Osservando quella famiglia impara il linguaggio umano. Inoltre, inizia a leggere e a scrivere. Casualmente trova dei libri e attraverso la lettura s’impossessa di tutti quegli aspetti umani, sentimenti ed emozioni prima di allora sconosciuti. Il desiderio di congiungersi con gli esseri umani viene frenato dalla consapevolezza della propria situazione: è solamente un mostro destinato alla solitudine perenne.
Ma tutto era un sogno; nessuna Eva placava i miei dolori o divideva i miei pensieri; io ero solo. Ricordavo la supplica di Adamo al suo Creatore. Ma dov’era il mio? Lui mi aveva abbandonato e nell’amarezza del mio cuore lo maledicevo.
La creatura mostruosa ha un’anima nobile. È educato, profondo ed intelligente. Ma l’esclusione da parte della società e di conseguenza, l’impossibilità del mostro di sperimentare tutti quei sentimenti umani legati alla passione, all’amore e all’amicizia lo portano a provare un odio sfrenato verso il proprio creatore. La solitudine è una condizione talmente logorante e soffocante che l’unico modo che ha per liberarsene è la morte.
Mary Shelley, attraverso Frankenstein, non ci mette in guardia dal progresso scientifico, ma da noi stessi: non è la scienza a creare mostri, ma l’emarginazione e la paura del diverso.
Le altre opere di Mary Shelley
Mary Shelley, oltre a Frankenstein, ha scrisse diverse altre opere. Matilda, pubblicato nel 1959, è un romanzo incentrato sul rapporto incestuoso tra padre e figlia. Simile al suo capolavoro troviamo L’Ultimo Uomo, uno scritto che verte sul fantascientifico. L’Odore, una storia che parla del rapporto tra una vedova e sua figlia. E infine, l’ultima opera pubblicata, Falkner, che racchiude le vicende di una donna educata da un padre autoritario e cinico. Inoltre, Mary Shelley scrisse numerosi diari, lettere e biografie.

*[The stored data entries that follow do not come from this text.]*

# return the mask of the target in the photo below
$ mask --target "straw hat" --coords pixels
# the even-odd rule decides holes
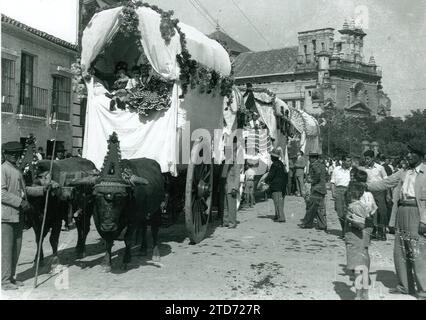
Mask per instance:
[[[282,155],[282,149],[281,149],[281,147],[277,147],[277,148],[272,149],[271,156],[280,158],[281,155]]]

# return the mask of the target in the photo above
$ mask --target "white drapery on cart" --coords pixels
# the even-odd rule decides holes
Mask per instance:
[[[115,37],[120,27],[122,7],[95,14],[83,32],[81,66],[87,72],[95,59],[103,72],[112,72],[114,64],[125,61],[129,66],[141,59],[134,41]],[[113,131],[120,139],[122,157],[134,159],[147,157],[156,160],[162,172],[177,173],[177,164],[182,161],[178,151],[180,130],[190,122],[191,131],[205,128],[209,131],[223,127],[224,97],[189,90],[185,99],[179,99],[180,68],[176,55],[181,53],[179,33],[166,44],[161,36],[161,16],[150,8],[136,9],[144,54],[155,72],[167,80],[176,80],[171,107],[165,111],[140,116],[128,110],[109,110],[110,99],[107,89],[92,77],[86,82],[88,103],[84,133],[83,157],[100,168],[107,152],[107,140]],[[185,33],[187,49],[192,59],[228,76],[231,63],[226,50],[215,40],[198,30],[179,23]],[[101,56],[99,56],[101,54]],[[209,116],[207,116],[209,115]]]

Per apprezzare e comprendere la complessità del pensiero di Mary Shelley risulta necessario leggere gran parte delle sue opere letterarie, nelle quali l’autrice riversa il tormento e l’angoscia che l’hanno divorata per tutta la vita. A partire dall’insopprimibile senso di colpa dovuto alla morte della madre e successivamente a quella dei propri figli, nonché per il rammarico di non essere riuscita a capire l’intento suicida della sorellastra Fanny, né di prevenire la morte del suo amato Percy.
A tutto ciò si unisce la pesante ereditarietà culturale proveniente dai propri genitori e l’enorme aspettativa che il padre nutriva nei suoi confronti. Inoltre, Mary Shelley visse assillata da problemi economici a causa dei consistenti debiti contratti dal marito. Anche il padre assunse un ruolo contradditorio nella sua vita. Da un lato fu premuroso e attento, soprattutto per quanto riguardava la sua educazione. Dall’altro lato, invece, fu un padre cinico e privo di sentimenti, che la disconobbe finché la sua unione con Percy non venne legalizzata. Infine, la relazione tormentata con Percy Shelley: una relazione molto fragile e instabile, in quanto lui era solito tradirla con diverse donne, tra cui la sorellastra Claire.
Per Mary Shelley la scrittura era un lenitivo, una cura, un antidoto alla sofferenza della vita. Ed è forse proprio questo aspetto ad averla resa una scrittrice di grande successo. Nonostante il legame intrinseco avuto con la Morte, alla fine ha vinto Mary Shelley, destinata a rimanere nella storia della letteratura per sempre.